This dish is a great entry into the world of meatless meals if you are simply trying to be okay with the idea of eating cauliflower where chicken and pork usually take the stage. Whatever the reason, I’m positive this baked sweet & sour cauliflower thing will fit in there somewhere.
HOW DO I SERVE SWEET & SOUR CAULIFLOWER?
I like to serve this dish over rice. Sweet & Sour over starchy & simple is kinda how we roll at this house. But there are other just as delicious ways to serve up this cauliflower recipe.
- Sure, you could use regular white rice, but what about brown rice or even cauliflower rice? (That one isn’t for those with sensitive stomachs, though!)
- Serve them alone, as an appetizer. Think of them like meatless wings with an Asian sauce.
- Serve this cauliflower over zucchini or yellow squash noodles. You could even try half a cooked spaghetti squash for a purely vegetarian dish.
- Make kebabs by alternating cauliflower with pineapple before or after baking.
- Add sweet & sour cauliflower over quinoa, barley, or wild rice for a truly nutty tasting, filling meal.

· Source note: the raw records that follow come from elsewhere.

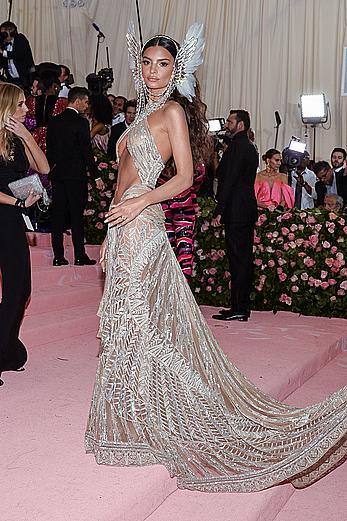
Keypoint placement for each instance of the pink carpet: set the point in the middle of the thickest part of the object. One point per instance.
(46, 475)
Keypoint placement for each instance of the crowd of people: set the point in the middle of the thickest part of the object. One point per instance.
(164, 392)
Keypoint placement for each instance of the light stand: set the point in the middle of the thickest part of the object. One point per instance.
(100, 37)
(314, 111)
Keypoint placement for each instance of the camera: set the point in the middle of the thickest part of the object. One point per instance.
(99, 83)
(294, 153)
(3, 36)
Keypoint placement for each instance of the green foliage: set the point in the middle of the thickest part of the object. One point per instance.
(299, 261)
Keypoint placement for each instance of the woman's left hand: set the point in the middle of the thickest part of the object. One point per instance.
(15, 126)
(122, 213)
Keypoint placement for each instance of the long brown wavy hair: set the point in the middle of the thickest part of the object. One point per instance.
(195, 110)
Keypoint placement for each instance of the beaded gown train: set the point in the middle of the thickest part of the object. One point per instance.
(166, 393)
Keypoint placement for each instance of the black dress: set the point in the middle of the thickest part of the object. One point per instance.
(14, 263)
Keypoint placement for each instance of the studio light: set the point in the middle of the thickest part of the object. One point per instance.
(314, 109)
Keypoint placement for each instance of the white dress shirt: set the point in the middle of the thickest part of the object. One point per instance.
(307, 200)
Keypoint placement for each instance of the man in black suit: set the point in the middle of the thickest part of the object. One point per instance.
(15, 55)
(117, 130)
(331, 181)
(69, 153)
(237, 209)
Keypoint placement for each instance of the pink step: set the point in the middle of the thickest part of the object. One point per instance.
(44, 256)
(323, 501)
(50, 326)
(46, 276)
(60, 297)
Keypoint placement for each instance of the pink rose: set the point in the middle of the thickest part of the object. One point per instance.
(329, 262)
(309, 262)
(313, 240)
(286, 299)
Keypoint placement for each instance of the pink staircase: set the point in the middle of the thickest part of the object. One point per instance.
(45, 472)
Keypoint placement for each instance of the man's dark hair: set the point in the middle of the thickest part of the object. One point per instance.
(321, 165)
(67, 71)
(130, 103)
(10, 27)
(242, 115)
(121, 97)
(342, 150)
(77, 93)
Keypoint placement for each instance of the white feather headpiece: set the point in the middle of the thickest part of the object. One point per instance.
(189, 57)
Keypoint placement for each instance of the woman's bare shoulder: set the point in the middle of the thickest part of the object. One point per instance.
(172, 109)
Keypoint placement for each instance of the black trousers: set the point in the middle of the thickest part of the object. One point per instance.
(239, 242)
(68, 199)
(16, 286)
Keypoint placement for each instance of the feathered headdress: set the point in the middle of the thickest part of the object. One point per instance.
(188, 58)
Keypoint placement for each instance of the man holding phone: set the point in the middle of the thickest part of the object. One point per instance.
(303, 182)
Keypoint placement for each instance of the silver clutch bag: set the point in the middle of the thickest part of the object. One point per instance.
(22, 188)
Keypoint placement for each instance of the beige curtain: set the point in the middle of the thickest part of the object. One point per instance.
(260, 54)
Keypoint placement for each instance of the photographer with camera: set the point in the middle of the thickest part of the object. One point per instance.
(295, 161)
(15, 55)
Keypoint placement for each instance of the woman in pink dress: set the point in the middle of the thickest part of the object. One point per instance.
(271, 186)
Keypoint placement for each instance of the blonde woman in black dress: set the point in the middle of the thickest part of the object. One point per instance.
(18, 152)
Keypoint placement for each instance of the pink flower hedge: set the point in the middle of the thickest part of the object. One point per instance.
(299, 262)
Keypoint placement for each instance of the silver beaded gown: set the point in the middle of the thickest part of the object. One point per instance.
(166, 393)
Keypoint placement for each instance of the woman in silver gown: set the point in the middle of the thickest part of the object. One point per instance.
(165, 392)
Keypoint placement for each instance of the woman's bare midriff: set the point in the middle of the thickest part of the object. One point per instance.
(127, 175)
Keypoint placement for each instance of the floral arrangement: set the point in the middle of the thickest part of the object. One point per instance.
(299, 258)
(99, 201)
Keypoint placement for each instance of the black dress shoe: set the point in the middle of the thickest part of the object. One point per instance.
(85, 261)
(241, 317)
(60, 261)
(224, 312)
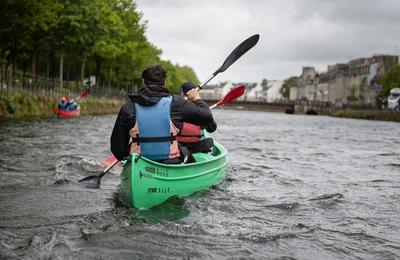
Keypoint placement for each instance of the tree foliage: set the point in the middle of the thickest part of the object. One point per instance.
(105, 38)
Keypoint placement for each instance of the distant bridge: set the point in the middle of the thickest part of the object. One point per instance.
(296, 107)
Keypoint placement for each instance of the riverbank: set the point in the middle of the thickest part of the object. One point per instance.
(17, 105)
(393, 116)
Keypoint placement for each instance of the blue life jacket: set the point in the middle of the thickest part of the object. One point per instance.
(154, 134)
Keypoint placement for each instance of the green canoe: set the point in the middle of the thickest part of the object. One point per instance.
(145, 183)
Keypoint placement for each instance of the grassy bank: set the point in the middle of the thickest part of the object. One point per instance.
(18, 105)
(368, 114)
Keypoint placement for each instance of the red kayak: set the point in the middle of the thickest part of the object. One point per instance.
(63, 113)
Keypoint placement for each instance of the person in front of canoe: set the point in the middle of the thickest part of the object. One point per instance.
(72, 106)
(63, 104)
(152, 119)
(191, 136)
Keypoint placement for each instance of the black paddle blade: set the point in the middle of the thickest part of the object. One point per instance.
(238, 52)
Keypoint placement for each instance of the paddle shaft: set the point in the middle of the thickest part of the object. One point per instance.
(108, 169)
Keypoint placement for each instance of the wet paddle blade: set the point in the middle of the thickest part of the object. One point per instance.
(92, 181)
(238, 52)
(109, 160)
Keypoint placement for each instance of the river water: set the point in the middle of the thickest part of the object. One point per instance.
(298, 187)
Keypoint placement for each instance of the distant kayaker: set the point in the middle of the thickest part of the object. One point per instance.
(63, 104)
(191, 136)
(152, 119)
(72, 105)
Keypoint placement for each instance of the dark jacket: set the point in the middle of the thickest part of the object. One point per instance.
(196, 112)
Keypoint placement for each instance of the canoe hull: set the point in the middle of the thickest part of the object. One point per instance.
(62, 113)
(145, 183)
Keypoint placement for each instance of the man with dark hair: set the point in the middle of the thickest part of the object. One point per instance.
(153, 118)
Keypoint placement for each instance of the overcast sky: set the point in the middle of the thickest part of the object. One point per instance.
(293, 33)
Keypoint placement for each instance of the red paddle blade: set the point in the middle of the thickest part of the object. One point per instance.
(108, 160)
(232, 95)
(84, 94)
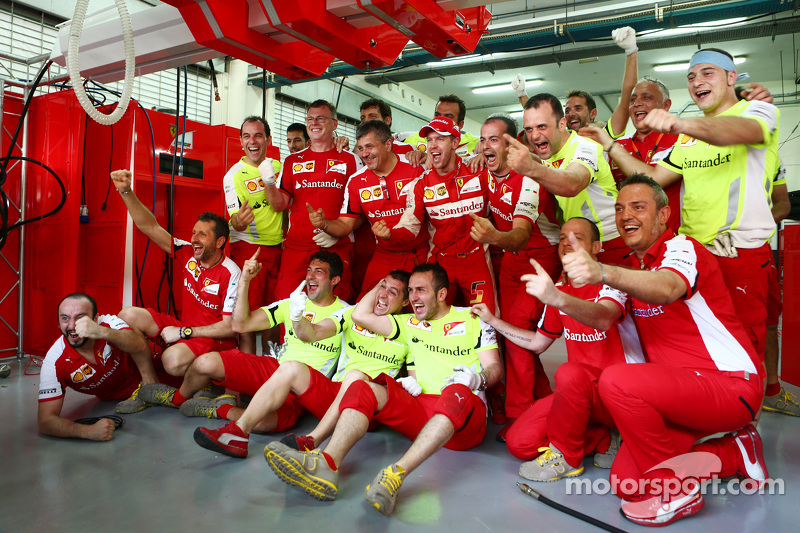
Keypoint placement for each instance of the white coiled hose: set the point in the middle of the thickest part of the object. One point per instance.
(73, 63)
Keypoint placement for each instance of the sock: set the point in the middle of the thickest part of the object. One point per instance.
(223, 410)
(330, 461)
(178, 398)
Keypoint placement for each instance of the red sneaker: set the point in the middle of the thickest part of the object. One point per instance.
(228, 440)
(751, 461)
(655, 512)
(301, 443)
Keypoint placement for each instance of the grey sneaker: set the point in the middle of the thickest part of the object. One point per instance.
(605, 460)
(549, 466)
(134, 404)
(206, 407)
(307, 470)
(382, 492)
(210, 391)
(158, 394)
(784, 402)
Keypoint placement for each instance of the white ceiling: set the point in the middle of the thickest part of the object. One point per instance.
(772, 61)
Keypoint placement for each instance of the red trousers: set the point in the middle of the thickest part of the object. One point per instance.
(470, 276)
(526, 379)
(661, 411)
(572, 418)
(408, 414)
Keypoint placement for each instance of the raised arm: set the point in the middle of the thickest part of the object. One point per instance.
(142, 217)
(599, 315)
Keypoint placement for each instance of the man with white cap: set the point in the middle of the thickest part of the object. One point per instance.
(449, 193)
(727, 160)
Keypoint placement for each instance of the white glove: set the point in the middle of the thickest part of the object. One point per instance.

HOW DO YOU MAKE BAKED SWEET & SOUR CAULIFLOWER?
Although it might sound complicated, it’s not at all. If you can cut and bake chicken or pork with sauce, then you can do the same to a veggie!
Preheat the oven to 425 degrees, and grease a baking sheet. Combine the cut cauliflower and oil in a large air-tight bag. Make sure it’s sealed and give it a good shake to coat all the cauliflower thoroughly. Open the bag back up and add cornstarch. Seal the bag back up and shake some more to make sure the cornstarch now coats the cauliflower pieces.
Now that the cauliflower is coated in both oil and cornstarch, you can transfer it to the greased pan. Spread it out into one even layer and bake for 15-20 minutes or until it starts to brown on the bottoms. Change the oven over to broil and cook on high another 3-4 minutes under the broiler to get the tops to brown as well. Make sure to keep a close eye on it so it doesn’t burn.
While the cauliflower is cooking, you can make the sauce. Mix together sugar, vinegar, soy sauce, garlic powder, onion salt and ketchup in a medium saucepan at high heat and let it come to a boil while you stir.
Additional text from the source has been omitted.